When I do experience a lot of pain there’s no-one I can turn to. The only time I find the staff are very helpful is at the point of contact, when I go to my consultation, both the nurses, who I have a regular visit every 3 months, as well as the consultant, I experience a lot of pain and I don't know who to turn to and when you’re in pain, all you want to do is just to get some sort of help, you’re not in a thinking motion at all. I often live on my own, I live with my mother at the moment but when I was living on my own you don’t want to phone your friends or anything, there’s no-one to phone, there’s no-one.

 

SPEAKER 3:

The most helpful person out of my health care team has definitely been the rheumatology nurse, she’s an absolute godsend and without her I don't know what I’d do; she helps me whenever she can and she’s only a phone call away and she really is a wonderful person to me. I find that the rheumatology nurse helps me in every way; if I’m depressed or stressed she can really help to relax me and find ways around any problems I have. I went for a long time without having one (at a different hospital) and I’ve got to say that the change in me and the help I’m getting is fantastic now, so I think everybody should have one.
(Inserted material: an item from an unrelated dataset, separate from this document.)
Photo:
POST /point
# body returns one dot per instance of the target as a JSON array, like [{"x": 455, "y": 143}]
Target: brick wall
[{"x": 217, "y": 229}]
When I first found out that I had RA I didn't know anything and the hospital really wanted to just prescribe the drugs and get you out of the door as quickly as possible; I understood they had a lot of people to see but there just was nowhere there that I could find out any information whatsoever.

 

SPEAKER 4:

I was just left really, I was just alone, I didn't have a helpline to phone, I didn't have a rheumatology nurse, my appointments were months and months apart and I would always have a letter saying ‘oh, it’s been necessary to cancel, your appointment has been put back to [this month]’, so I felt completely alone and just taking lots of drugs which weren’t working. I don’t feel like I was given enough information about the drugs I was taking and I was prescribed steroids and I wasn’t given any bone protection and now because of that I’ve got osteopenia.

 

SPEAKER 5:

Once I’d actually been referred and seen by a rheumatology consultant the support that I’ve got from my local hospital has been very good over the years. It’s improved as time’s gone on because when I was first diagnosed we didn't have access to a rheumatology nurse specialist or a rheumatology occupational therapist, which we now have at my local hospital.